На пустыре, неподалеку от нашей хаты появился чудаковатый паренек в просторной вельветовой куртке; такие куртки были очень модными в прошлом столетии — одна моя подружка собирает древние журналы, я встречала в них подобные силуэты. Шагал он стремительно, хлюпая по лужам, шнурок туфли развязался, подстегивал штанину; то и дело приглаживал беспокойной рукой разметавшуюся шевелюру. На боку, на потертом ремне висел большой ящик, этюдник с алюминиевыми ножками. Я и раньше встречала этого паренька — в нашем кафе. Горбился за дальним столиком в углу; а теперь увидела во весь рост: поджарый, сухой, как обглоданная рыбья кость, черный чуб лезет на черные глаза, а глаза… У меня самой бывают такие глаза, когда в кого-нибудь влюбляюсь.
Остановился, долго возился, раздвигая треножник этюдника.

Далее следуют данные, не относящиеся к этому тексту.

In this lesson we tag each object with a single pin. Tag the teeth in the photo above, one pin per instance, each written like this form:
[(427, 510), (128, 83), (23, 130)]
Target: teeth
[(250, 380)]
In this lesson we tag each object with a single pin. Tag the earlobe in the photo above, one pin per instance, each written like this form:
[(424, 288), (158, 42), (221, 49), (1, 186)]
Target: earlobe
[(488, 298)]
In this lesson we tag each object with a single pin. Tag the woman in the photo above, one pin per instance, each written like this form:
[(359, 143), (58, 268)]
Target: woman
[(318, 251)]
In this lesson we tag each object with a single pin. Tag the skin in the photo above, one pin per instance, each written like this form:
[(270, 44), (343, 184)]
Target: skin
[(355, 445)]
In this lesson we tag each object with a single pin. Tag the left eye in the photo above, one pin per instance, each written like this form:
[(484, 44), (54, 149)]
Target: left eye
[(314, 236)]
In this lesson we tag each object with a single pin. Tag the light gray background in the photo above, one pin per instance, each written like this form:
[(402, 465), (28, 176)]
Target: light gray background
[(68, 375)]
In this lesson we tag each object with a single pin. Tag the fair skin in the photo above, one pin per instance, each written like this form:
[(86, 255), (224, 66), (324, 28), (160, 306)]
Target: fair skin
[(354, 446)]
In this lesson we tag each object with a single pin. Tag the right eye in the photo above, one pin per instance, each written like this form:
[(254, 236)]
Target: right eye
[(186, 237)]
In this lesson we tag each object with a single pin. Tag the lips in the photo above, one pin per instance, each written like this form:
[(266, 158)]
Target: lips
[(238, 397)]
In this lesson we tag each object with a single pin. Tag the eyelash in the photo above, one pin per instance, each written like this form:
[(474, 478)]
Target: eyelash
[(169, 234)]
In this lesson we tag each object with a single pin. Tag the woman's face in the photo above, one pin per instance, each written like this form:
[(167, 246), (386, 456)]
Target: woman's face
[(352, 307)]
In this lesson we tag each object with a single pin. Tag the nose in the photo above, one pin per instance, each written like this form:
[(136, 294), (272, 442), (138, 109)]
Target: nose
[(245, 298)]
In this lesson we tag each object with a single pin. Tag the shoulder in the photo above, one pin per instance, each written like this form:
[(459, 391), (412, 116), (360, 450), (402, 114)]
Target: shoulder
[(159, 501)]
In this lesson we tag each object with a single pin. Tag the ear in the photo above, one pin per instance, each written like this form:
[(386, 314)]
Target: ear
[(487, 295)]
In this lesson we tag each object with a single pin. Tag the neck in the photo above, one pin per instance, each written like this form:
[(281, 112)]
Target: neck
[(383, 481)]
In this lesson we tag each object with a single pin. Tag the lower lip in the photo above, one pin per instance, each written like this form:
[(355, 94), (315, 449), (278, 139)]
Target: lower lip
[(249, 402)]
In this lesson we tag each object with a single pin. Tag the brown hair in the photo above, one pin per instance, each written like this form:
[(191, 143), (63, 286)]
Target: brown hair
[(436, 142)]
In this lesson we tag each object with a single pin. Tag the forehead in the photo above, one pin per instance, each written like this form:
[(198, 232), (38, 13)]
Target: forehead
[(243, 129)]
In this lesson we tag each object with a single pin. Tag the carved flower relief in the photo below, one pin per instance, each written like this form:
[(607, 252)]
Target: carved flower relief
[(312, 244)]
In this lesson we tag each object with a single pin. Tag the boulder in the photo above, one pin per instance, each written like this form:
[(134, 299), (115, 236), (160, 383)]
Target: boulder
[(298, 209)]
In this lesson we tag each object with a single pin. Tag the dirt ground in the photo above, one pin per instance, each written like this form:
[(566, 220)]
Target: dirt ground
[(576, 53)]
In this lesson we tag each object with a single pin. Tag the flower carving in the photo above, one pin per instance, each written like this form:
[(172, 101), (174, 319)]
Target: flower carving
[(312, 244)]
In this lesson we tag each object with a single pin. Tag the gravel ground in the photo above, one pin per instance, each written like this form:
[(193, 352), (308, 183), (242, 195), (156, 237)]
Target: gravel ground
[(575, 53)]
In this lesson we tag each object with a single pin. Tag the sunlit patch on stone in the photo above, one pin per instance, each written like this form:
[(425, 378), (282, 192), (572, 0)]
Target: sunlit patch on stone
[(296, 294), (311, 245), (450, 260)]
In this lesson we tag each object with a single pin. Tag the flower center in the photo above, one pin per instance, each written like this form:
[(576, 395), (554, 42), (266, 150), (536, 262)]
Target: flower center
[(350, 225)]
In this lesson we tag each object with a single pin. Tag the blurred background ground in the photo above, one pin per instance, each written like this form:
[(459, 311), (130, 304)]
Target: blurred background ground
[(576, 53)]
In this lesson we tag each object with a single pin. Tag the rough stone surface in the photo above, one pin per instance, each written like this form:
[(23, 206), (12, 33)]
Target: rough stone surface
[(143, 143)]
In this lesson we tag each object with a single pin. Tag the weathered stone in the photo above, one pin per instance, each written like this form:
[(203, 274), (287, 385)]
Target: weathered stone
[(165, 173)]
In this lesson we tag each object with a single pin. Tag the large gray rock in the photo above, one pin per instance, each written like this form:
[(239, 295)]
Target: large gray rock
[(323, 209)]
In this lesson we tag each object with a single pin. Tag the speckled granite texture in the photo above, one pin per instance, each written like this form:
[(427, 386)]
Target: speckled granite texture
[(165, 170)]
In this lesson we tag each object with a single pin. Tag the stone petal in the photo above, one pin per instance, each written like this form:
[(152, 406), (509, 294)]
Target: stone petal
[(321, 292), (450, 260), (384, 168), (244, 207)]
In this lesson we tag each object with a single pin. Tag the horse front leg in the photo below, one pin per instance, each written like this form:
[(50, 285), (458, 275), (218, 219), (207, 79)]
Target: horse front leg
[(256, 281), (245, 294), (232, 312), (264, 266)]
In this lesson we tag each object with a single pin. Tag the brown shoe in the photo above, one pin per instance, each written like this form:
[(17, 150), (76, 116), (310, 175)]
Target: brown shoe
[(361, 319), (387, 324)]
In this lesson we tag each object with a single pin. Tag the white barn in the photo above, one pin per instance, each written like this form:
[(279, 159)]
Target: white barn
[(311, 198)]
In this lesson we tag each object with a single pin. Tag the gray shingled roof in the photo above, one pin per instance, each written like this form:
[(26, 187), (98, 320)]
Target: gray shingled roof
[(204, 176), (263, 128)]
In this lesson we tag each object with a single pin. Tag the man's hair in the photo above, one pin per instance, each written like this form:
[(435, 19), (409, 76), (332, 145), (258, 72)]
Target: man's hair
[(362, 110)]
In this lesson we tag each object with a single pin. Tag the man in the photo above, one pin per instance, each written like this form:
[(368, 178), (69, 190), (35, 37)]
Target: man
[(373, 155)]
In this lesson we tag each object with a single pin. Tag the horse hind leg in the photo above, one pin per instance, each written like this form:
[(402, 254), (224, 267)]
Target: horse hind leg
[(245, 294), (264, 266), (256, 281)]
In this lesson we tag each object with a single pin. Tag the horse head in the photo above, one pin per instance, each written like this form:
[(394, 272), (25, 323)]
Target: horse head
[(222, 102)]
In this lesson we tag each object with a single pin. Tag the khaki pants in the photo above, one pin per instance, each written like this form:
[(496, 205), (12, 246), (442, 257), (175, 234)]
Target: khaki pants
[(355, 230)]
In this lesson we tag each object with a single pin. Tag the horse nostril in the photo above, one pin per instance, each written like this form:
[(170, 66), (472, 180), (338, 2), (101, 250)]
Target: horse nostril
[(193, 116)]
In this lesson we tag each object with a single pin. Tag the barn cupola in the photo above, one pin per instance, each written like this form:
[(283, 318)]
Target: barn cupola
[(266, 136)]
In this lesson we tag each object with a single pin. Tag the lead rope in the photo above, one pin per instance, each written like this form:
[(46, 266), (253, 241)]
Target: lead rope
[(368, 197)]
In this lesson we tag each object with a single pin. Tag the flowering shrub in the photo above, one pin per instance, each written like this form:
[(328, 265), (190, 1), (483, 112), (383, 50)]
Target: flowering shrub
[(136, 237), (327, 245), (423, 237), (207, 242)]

Перебирал тюбики, пробовал кисти, топтался, высматривая и ощупывая глазами все вокруг. Наконец приметил меня:
— Здорова була, дівчино!
Я не ответила.
— Что же ты молчишь, давняя знакомая?
Нахал? Простачок? Чудик?
— Я встречал тебя на стройке!
— У меня сестра там работает.
— И в заводском клубе встречал.
— У меня брат там работает.
— И в кафе.
— У меня сестра там работает.
— Ты всюду и кругом. А здесь что делаешь?
— Мы тут живем. Давно тут живем. Еще когда ничего не было.
— От сотворения мира? Может, ты Ева? Или сама Земля?
«Нахал или псих», — решила я. А вслух сказала:
— Вы будете здесь рисовать?
— Да.
— Но это все уже рисовали. Тысячу раз. Это уже дети рисуют с закрытыми глазами.
— А я хочу с открытыми. Это трудней.
— Может, и меня нарисуете?
Он рассеянно глянул на меня; не на меня, а в мою сторону, как будто меня и не было, как будто пустое место.
— Не вижу тебя, — пробормотал он, — ты говоришь, вы тут всегда, а я не вижу тебя.
«Пижон, — решила я, — обыкновенный пижон. Таскает этюдник, чтобы дурить голову девчонкам!»
А парень уткнулся в свой холст, ожесточенно выдавливал краски, точно выгонял джина из тюбиков. Я отступила немного, не очень далеко, чтобы все же получиться на картине. Но он даже не посмотрел на меня. Прямо зло взяло, так бы и смешала все краски. Убежала в хату, смотрела в окно.
Воображает мальчишка!
Сколько ему лет? Шестнадцать? Двадцать? Двадцать пять? А вдруг он настоящий художник? Бродит по нашим окраинам и новостройкам, отбивается от злых собак кистями и палитрой. Я видела художников только на торжественных встречах, когда они рассказывали, как рисуют великие полотна. Или в гостях, когда они рассказывали, как подсиживают их, зажимают бездарные коллеги. Еще в парке встречала — на этюдах. Но не обращала на них внимания. Они были какие-то обязательные, непременные, как детская площадка или гипсовый мальчик с лебедем на клумбе. Почему этого паренька заметила? Что было в нем особенного! Ничего! Просто так получилось.
Мы с моим двоюродным братом — Артуром играли в такую игру: наугад наметим какого-нибудь прохожего, идем за ним, пока не узнаем о нем что-нибудь интересное. В каждом есть что-нибудь интересное. Артур называл это необыкновенностью обыкновенного.
Наконец художник сложил свои кисти.
Я выскочила на крыльцо посмотреть, как он будет хлюпать по лужам. Но потом взяло любопытство, подошла поближе глянуть, чего он там намалевал. Наша хата, но такая, словно ее три дня дождями размывало. Над ней нагроможденный этажами город. Люди выхвачены одним мазком. Смотришь — мазок. Отошел — задвигались. И я их только что где-то видела. Шли по проспекту, выходили из ворот завода, а теперь движутся по холсту.